Is there a way to do this automatically like with Windows or MacOS? Zorin has biometric login which is nice but this defeats the purpose especially because the encryption password is long and tedious to type in.

Also might TPM have anything to do with this?

EDIT: Based on the responses I have to assume some of you guys live in windowless underground bunkers sealed off with concrete because door locks “aren’t secure against battering rams”. Normal people don’t need perfect encryption they just want to add an extra hurdle or two for the crackhead who steals the PC. I assumed Linux had a system similar to what Windows or MacOS has been doing for a decade but I am apparently wrong.

  • Max-P@lemmy.max-p.me
    link
    fedilink
    arrow-up
    1
    ·
    9 months ago

    You ended up with full disk encryption. For most people, it’s the simple option, everything is encrypted. That means the OS can’t start without the key, because you’re the only holder of the key. It’s both dead simple, and pretty bulletproof since there’s no way to access the system without the password. But as you said, not everyone wants that.

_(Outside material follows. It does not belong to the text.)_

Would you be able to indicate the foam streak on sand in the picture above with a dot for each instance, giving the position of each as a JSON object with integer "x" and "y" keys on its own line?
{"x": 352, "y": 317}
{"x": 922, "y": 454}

    What you’re asking for is an encrypted home directory. It’s not that Linux can’t do it, it’s just not what you got. Depending on the use case you can either use TPM to unlock the root partition to boot, or not encrypt the system itself. Then when you log in, it decrypts a separate partition (or use ZFS native encryption, or use fscrypt if your filesystem supports it, or use an overlay filesystem like go-cryptfs).

    So it’s not that Linux doesn’t support your use case but rather your distro doesn’t offer it as an installation option. From there you either configure it yourself (ArchWiki is great regardless of distro), or seek out a distro that does.

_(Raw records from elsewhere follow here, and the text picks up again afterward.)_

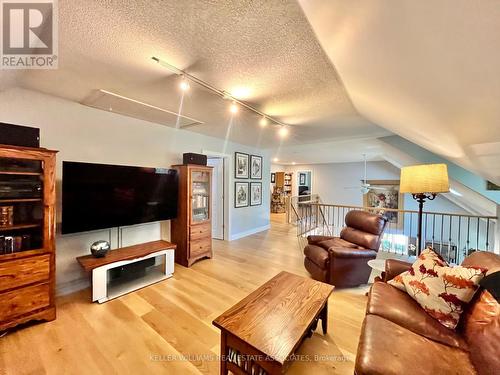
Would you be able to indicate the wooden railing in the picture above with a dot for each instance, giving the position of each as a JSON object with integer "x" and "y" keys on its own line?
{"x": 454, "y": 236}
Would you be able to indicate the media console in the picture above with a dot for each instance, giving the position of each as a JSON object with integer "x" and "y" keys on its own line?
{"x": 127, "y": 269}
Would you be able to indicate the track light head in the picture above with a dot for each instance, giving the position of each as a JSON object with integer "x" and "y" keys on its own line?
{"x": 263, "y": 122}
{"x": 233, "y": 108}
{"x": 184, "y": 85}
{"x": 283, "y": 131}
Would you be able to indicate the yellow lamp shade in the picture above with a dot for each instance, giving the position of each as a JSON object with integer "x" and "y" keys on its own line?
{"x": 428, "y": 178}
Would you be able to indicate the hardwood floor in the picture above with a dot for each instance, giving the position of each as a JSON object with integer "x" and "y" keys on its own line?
{"x": 166, "y": 328}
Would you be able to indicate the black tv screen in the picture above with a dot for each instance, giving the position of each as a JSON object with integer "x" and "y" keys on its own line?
{"x": 99, "y": 196}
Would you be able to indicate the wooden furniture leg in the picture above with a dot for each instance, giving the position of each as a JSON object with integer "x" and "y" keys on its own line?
{"x": 324, "y": 318}
{"x": 223, "y": 353}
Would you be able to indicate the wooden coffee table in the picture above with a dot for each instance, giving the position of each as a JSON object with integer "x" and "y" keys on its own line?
{"x": 264, "y": 330}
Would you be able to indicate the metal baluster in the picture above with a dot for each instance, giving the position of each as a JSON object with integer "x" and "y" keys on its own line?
{"x": 468, "y": 239}
{"x": 425, "y": 229}
{"x": 433, "y": 230}
{"x": 449, "y": 240}
{"x": 441, "y": 236}
{"x": 459, "y": 235}
{"x": 411, "y": 227}
{"x": 487, "y": 234}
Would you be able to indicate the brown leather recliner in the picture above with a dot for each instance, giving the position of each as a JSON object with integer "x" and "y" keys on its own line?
{"x": 342, "y": 261}
{"x": 399, "y": 337}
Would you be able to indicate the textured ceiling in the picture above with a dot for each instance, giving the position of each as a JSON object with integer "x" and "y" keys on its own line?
{"x": 264, "y": 52}
{"x": 426, "y": 70}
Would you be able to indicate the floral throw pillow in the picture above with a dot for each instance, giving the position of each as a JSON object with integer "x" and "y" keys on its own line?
{"x": 441, "y": 290}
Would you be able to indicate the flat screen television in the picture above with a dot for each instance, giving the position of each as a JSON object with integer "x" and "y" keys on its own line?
{"x": 100, "y": 196}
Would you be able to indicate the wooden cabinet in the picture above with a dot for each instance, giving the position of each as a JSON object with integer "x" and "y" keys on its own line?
{"x": 192, "y": 229}
{"x": 27, "y": 235}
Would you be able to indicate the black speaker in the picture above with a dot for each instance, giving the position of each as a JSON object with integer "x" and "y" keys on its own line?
{"x": 190, "y": 158}
{"x": 16, "y": 135}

    Linux is not an operating system, it’s just the kernel. What makes it an OS is what distros build on top of it. Linux alone is not that useful, hence the basis of the GNU+Linux memes: it’s Linux, plus a lot of GNU tools to make it do useful things, plus a desktop environment and a whole bunch of other libraries and applications, plus the distro’s touch tying it all together in a mostly cohesive experience.